マニラ美術散歩  (日本美術は別ページ)


マニラに行ってきた。1時間の会議なのに往復8時間以上かけて旅行するのであるから、インターネット時代といってもまだまだ発展段階にある。しかしながら、現地に行かなければ分からないことも少なくない。

フィリピンの美術は「アジアの美術」の教科書でもほとんど触れられていないが、本当に何もないのであろうか。わずか24時間の滞在時間で、美術散歩に充てられた時間は4時間に過ぎなかったが、それでも、リサール医師の像と「おせいさん」の画、マニラ・メトロポリタン美術館の所蔵品など、フィリピン美術の一端を覗くことができた。(2005.11a)

 


マニラ: イントラムロス 

サン・アウグスチン教会

イントラムロス《メモラーレ1945》マッカーサーと一緒:クリックしてみてくださいここはスペイン統治時代の壁に囲まれた歴史的な場所である。残念ながら第2次大戦によって、サン・アウグスチン教会を除いて、すべての建造物が破壊され、壁にはなお銃弾の痕跡が多数残っている。
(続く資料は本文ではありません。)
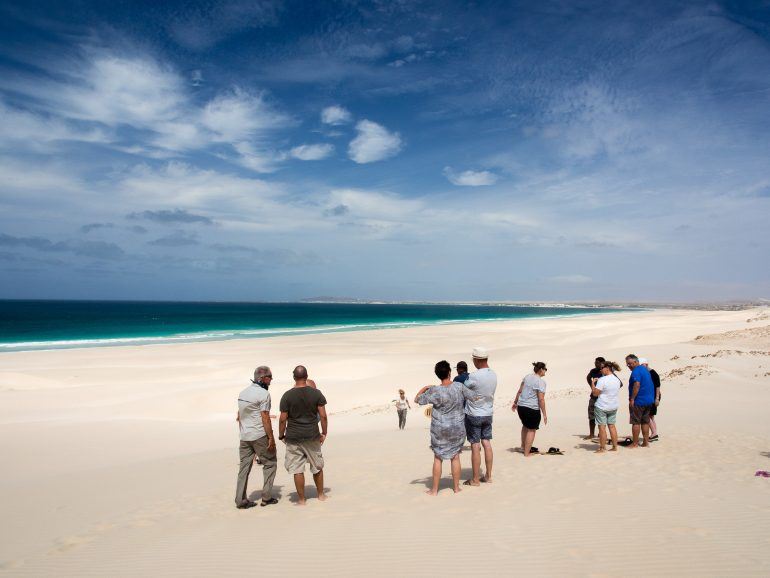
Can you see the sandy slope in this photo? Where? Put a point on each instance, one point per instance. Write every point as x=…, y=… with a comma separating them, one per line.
x=122, y=461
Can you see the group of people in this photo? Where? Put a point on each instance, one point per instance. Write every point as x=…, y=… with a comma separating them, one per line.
x=303, y=408
x=461, y=408
x=643, y=401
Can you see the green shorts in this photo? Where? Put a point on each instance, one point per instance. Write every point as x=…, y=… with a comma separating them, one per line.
x=605, y=417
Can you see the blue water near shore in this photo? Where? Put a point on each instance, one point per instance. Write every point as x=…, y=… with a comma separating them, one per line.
x=29, y=325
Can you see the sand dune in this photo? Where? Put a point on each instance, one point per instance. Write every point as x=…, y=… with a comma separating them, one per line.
x=122, y=461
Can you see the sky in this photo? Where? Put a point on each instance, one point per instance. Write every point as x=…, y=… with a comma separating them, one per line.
x=400, y=150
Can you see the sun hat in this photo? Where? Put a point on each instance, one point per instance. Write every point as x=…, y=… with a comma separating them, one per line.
x=480, y=353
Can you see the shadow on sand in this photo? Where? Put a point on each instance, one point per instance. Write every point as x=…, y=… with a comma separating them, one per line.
x=446, y=479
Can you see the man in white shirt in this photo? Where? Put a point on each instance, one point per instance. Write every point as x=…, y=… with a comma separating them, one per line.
x=478, y=415
x=256, y=433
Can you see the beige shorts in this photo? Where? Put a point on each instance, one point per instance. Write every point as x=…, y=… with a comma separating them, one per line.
x=300, y=453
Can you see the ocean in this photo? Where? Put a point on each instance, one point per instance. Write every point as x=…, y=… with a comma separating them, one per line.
x=29, y=325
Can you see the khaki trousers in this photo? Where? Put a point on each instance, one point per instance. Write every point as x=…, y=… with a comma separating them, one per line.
x=269, y=461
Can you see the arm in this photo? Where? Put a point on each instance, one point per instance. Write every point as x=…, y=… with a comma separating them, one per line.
x=324, y=422
x=595, y=391
x=516, y=400
x=268, y=430
x=282, y=425
x=541, y=401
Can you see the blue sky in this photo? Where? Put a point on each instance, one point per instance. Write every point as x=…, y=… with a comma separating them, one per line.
x=385, y=150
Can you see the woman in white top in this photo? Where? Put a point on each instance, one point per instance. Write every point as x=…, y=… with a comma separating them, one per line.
x=402, y=405
x=530, y=403
x=606, y=410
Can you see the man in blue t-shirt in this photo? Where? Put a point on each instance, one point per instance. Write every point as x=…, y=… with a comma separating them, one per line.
x=641, y=396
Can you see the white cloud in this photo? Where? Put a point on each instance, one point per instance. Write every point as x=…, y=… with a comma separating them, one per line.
x=336, y=115
x=373, y=143
x=314, y=152
x=470, y=178
x=115, y=90
x=238, y=116
x=34, y=131
x=571, y=279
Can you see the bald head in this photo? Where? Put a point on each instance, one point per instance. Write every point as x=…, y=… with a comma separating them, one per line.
x=300, y=373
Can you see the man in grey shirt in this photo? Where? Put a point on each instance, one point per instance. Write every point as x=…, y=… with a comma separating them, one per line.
x=256, y=433
x=478, y=415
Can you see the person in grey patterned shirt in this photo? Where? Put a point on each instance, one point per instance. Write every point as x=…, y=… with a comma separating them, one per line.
x=447, y=424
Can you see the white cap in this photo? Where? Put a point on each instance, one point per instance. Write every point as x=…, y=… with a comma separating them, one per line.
x=480, y=353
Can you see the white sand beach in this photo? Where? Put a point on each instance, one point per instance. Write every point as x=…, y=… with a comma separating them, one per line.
x=122, y=461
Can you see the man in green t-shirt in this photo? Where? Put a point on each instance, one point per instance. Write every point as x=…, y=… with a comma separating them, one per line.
x=301, y=408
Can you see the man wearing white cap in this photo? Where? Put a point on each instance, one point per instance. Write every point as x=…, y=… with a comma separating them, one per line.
x=478, y=415
x=654, y=408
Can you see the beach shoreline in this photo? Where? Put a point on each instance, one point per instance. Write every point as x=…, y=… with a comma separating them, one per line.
x=122, y=460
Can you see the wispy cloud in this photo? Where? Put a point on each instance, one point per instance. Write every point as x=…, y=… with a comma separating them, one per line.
x=174, y=216
x=175, y=239
x=373, y=143
x=312, y=152
x=336, y=115
x=470, y=178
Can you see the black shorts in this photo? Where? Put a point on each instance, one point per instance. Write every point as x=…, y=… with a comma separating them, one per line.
x=530, y=418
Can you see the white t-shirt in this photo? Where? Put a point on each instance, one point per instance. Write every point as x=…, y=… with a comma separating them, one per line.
x=252, y=401
x=532, y=384
x=609, y=385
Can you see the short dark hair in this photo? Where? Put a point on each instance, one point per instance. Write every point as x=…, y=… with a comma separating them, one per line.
x=300, y=372
x=443, y=370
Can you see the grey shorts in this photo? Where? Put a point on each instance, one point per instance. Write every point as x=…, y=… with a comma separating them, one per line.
x=305, y=452
x=608, y=417
x=640, y=414
x=478, y=428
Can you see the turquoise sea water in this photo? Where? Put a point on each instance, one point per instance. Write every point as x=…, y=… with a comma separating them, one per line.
x=26, y=325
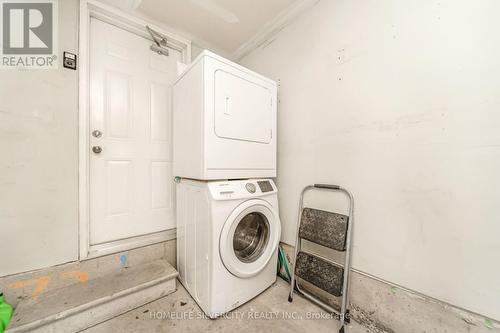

馬車に乗ってひと回りした。入り口にはこの地で命を落とした多くの人に捧げる鎮魂の像がある。《メモラーレ1945》という名がついている。比・米・日のわけ隔てなく祀られており、乳児を抱いているマリアにも似た女性の像が、心に訴えてくる。

山下司令官が処刑された場所の近くには、マッカーサー司令官の彫像があり、記念写真を撮った。宮本三郎の描いた山下司令官の画を思い出し、かれが本当に処刑されなければならなかったのか・・・ということが頭によぎった。

(2005.11a)


マニラ: リサール記念館

サンチャゴ要塞

 

リサール記念館おせいさん ホセ・リサール:クリックしてください 今回のマニラへの旅で、リサール医師と「おせいさん」という女性に遭遇した。

フィリピン建国の父とあがめられているホセ・リサールは、1888年2月29日、欧州への亡命の旅の途中、日本に立ち寄った。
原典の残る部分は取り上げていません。